Ein Unbekannter ist der Wahlhöngger im Quartier nicht: Bis vor drei Jahren führte er das Desperado selber, dann lockte ihn ein spannendes Angebot ins Quai 61 an den Zürichsee. «Die drei Sommersaisons waren eine intensive und sehr lehrreiche Zeit für mich», erzählt der leidenschaftliche Gastronom, «aber ich musste feststellen, dass keine Zeit mehr für meine Familie blieb, und das wollte ich so nicht mehr». Deshalb benötigte er nicht viel Bedenkzeit, als diesen Frühling die Anfrage der mexikanischen Restaurant-Kette kam, ob er nicht wieder als Geschäftsführer in Höngg tätig sein wolle. «Ich habe die Entwicklung im Quartier natürlich verfolgt, die Leute sprachen mich auch darauf an, dass sich der ehemalige Treffpunkt negativ verändert habe», erzählt Sascha. Das tat dem Vollblutgastgeber persönlich weh: «Es wurden einige Fehler gemacht, als ich weg war. Wir arbeiten nun daran, diese wieder zu korrigieren». Unterstützung erhält Sascha dabei von CEO Stefano Alborghetti, einer professionellen Marketingabteilung – und seinem alten Team, dem auch frühere Angestellte angehören, die er wieder für das Desperado rekrutieren konnte. «Die neue Richtung, die mit dem Relaunch eingeschlagen wurde, möchten wir weitergehen», sagt Sascha. Die leichten, gesunden Gerichte entsprächen einem Kundenbedürfnis, aber auch einige der Klassiker sollen einen Platz auf der Karte finden. Das Umweltkonzept mit kompostierbaren Materialien und ohne Plastikröhrchen wird weitergeführt und die Ausstattung, zum Beispiel im Bereich Technik, Schritt für Schritt modernisiert. «Wir sind auch mit der Stadt im Gespräch, denn wir sind der Meinung, dass dieses Denkmalgeschützte Gebäude auch gepflegt werden sollte». Noch eine frohe Botschaft: Auch die Lounge soll wieder einen Platz im Lokal finden.

Meister der Synergien

Doch was hat Sascha dazu bewogen, wieder nach Höngg zurückzukommen? «Erst einmal bin ich natürlich sehr mit meinem Wohnquartier verwurzelt, lebe und liebe hier, pflege auch gerne Nachbarschaften», meint der gebürtige Deutsche. Beruflich überzeuge ihn die Grösse des Lokals, mit dem grossen Saal und dem Zunftsaal im oberen Stock seien es über 300 Plätze, dazu komme noch die Terrasse.
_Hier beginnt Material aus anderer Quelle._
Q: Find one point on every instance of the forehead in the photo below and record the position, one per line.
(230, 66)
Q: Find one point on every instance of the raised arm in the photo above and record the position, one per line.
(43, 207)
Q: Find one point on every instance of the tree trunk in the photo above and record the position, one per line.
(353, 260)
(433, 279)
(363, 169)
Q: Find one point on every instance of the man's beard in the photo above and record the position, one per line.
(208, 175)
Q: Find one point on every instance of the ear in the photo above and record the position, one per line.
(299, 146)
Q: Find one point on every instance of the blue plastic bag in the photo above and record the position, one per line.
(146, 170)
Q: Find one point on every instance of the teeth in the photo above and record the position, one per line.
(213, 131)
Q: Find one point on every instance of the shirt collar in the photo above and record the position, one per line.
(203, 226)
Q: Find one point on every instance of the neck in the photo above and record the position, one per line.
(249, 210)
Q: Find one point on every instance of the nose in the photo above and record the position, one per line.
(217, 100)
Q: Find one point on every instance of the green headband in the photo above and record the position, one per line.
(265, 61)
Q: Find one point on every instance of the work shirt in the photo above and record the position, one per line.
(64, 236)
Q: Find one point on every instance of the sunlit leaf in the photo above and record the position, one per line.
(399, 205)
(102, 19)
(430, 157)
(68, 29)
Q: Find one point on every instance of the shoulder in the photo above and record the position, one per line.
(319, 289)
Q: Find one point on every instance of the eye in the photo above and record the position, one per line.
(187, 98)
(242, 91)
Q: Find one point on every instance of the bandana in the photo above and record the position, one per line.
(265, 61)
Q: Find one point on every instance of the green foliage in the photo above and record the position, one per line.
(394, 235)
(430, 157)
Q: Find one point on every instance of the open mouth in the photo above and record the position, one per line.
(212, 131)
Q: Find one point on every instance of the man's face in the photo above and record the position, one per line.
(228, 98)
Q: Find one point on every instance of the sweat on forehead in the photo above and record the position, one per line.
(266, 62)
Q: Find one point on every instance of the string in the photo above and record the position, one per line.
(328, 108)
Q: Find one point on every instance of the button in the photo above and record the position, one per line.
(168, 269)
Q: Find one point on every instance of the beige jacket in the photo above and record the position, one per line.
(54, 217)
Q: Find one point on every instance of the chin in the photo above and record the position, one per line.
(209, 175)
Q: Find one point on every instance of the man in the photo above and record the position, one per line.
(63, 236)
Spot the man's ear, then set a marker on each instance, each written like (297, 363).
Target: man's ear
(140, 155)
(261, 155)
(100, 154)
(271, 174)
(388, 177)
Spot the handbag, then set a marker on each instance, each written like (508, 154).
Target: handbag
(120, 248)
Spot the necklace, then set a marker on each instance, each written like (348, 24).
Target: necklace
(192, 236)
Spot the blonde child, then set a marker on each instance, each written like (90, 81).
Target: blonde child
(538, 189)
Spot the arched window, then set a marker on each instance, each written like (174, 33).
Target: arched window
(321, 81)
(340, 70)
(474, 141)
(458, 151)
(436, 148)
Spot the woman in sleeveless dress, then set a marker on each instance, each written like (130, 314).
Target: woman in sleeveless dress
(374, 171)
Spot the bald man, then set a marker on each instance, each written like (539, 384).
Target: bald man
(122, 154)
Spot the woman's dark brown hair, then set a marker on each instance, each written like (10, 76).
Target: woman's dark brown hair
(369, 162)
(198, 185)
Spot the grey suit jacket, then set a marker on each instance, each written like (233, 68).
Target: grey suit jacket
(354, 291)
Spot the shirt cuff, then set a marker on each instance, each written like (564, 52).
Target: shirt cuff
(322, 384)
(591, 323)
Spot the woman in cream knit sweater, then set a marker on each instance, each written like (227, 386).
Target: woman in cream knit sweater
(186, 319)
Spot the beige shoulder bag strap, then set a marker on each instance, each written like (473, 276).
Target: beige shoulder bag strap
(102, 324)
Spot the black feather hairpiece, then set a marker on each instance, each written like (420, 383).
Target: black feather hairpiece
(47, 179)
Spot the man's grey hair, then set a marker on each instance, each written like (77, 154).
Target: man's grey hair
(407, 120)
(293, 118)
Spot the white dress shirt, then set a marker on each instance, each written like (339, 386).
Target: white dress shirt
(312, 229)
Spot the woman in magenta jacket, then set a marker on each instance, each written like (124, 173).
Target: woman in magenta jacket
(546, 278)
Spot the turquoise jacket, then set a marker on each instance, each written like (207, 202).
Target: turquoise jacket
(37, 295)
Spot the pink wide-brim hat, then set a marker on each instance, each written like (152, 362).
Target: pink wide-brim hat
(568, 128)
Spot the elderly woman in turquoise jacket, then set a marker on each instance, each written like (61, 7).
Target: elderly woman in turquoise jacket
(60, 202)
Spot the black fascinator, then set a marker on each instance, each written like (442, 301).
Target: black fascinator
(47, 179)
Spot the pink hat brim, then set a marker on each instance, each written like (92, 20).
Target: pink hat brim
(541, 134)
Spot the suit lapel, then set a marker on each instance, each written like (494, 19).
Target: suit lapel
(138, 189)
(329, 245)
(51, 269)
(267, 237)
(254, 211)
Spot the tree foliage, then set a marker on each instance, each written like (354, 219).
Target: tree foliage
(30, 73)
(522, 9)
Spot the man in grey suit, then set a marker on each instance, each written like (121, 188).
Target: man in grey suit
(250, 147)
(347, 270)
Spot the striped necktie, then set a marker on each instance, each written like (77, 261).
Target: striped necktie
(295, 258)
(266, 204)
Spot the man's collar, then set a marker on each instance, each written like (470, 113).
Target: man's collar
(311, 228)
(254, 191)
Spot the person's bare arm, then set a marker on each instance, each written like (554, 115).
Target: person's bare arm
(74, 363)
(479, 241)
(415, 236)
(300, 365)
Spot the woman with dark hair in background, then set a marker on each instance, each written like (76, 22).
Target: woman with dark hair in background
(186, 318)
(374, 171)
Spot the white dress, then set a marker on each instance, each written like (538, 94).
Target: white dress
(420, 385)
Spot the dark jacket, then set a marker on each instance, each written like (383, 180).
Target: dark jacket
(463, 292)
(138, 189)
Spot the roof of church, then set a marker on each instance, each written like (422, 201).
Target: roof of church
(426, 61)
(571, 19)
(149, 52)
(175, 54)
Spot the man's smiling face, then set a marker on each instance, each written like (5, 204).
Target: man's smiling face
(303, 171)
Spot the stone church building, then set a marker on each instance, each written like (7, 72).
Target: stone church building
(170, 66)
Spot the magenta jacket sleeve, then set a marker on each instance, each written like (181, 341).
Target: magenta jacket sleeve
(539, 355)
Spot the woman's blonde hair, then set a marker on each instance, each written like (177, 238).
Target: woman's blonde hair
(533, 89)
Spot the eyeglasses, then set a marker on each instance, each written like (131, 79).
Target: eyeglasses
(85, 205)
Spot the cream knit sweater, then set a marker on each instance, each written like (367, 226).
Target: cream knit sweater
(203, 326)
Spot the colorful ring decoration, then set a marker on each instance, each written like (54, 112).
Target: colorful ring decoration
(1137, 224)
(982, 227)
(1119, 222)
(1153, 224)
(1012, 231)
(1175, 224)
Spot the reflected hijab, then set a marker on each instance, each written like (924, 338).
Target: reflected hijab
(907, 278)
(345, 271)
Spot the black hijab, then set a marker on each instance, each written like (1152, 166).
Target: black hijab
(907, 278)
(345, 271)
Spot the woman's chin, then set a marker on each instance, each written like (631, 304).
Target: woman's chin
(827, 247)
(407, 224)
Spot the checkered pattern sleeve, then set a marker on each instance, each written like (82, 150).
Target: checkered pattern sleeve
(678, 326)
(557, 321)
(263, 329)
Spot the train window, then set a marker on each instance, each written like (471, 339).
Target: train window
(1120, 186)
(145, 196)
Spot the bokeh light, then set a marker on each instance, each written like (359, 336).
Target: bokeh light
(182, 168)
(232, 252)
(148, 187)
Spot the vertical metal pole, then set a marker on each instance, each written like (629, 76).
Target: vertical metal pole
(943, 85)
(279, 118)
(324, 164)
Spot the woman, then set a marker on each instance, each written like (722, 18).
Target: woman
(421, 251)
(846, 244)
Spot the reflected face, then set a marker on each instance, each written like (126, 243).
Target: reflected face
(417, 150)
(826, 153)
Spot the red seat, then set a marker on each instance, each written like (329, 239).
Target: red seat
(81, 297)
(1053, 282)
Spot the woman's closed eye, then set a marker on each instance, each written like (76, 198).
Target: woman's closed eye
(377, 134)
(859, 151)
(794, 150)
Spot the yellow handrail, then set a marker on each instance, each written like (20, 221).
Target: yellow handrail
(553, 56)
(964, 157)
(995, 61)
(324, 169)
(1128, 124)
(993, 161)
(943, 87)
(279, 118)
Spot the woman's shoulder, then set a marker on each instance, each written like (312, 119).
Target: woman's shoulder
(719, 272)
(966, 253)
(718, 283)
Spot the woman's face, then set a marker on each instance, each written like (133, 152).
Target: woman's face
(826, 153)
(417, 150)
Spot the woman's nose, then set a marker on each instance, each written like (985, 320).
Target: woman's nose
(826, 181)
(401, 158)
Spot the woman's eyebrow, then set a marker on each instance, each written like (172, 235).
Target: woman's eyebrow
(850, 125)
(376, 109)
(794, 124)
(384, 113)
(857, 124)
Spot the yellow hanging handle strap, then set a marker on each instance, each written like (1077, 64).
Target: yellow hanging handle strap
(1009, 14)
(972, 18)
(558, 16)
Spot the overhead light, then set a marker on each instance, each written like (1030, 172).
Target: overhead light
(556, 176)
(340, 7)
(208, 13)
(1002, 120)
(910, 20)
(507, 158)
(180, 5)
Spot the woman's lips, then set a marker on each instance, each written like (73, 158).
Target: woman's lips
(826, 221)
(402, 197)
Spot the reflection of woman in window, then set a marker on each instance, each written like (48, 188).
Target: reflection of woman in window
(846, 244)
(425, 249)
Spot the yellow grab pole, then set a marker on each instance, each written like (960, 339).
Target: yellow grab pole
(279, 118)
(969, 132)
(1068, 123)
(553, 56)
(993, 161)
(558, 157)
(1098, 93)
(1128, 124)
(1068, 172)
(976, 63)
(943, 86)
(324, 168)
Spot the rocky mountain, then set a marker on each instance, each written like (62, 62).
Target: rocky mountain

Ausserdem habe es ihn schon früher fasziniert, dass das Quartier eigentlich als Dorf in der Stadt funktioniere. «Das ist auch die Herausforderung: Das Desperado gehört zu einer Kette, muss aber auch auf die individuellen Bedürfnisse der Anwohner*innen eingehen können, ein anonymes Restaurant bringt es hier schlicht nicht». Seine Vision ist ein Familienrestaurant, in dem auch grosse Gruppen Platz finden, und wo das südamerikanische Flair auch ein wenig rüberkommt. «Der grosse Saal soll wieder für alle geöffnet werden, schliesslich hat der eine lange Tradition, weit vor unserer Zeit». Sascha hat Kontakt mit allen Vereinen des Quartiers aufgenommen, steht in Kontakt mit der Zunft und auch mit der ETH. Am Wümmetfäscht wird sich das Desperado seit 15 Jahren zum ersten Mal wieder mit eigenen Ständen beteiligen und stellt auch den Vereinen die Bühne für ihre Aufführungen gratis zur Verfügung. «Gerade sind wir auch dabei, einen Brunch für am Sonntag anzudenken, wenn möglich mit Kinderprogramm, damit die Eltern auch einmal in Ruhe einen Kaffee trinken können», sagt Sascha, selber Vater von zwei Kindern. Dass da genügend Kindersitze ins Lokal gehören, ist selbstverständlich. An Ideen mangelt es dem neuen Chef jedenfalls nicht, und an Motivation auch nicht: «Ich freue mich sehr, zurück zu sein und unser Restaurant wieder zu einer Beiz für alle zu machen», sagt Sascha und muss los, die Arbeit ruft.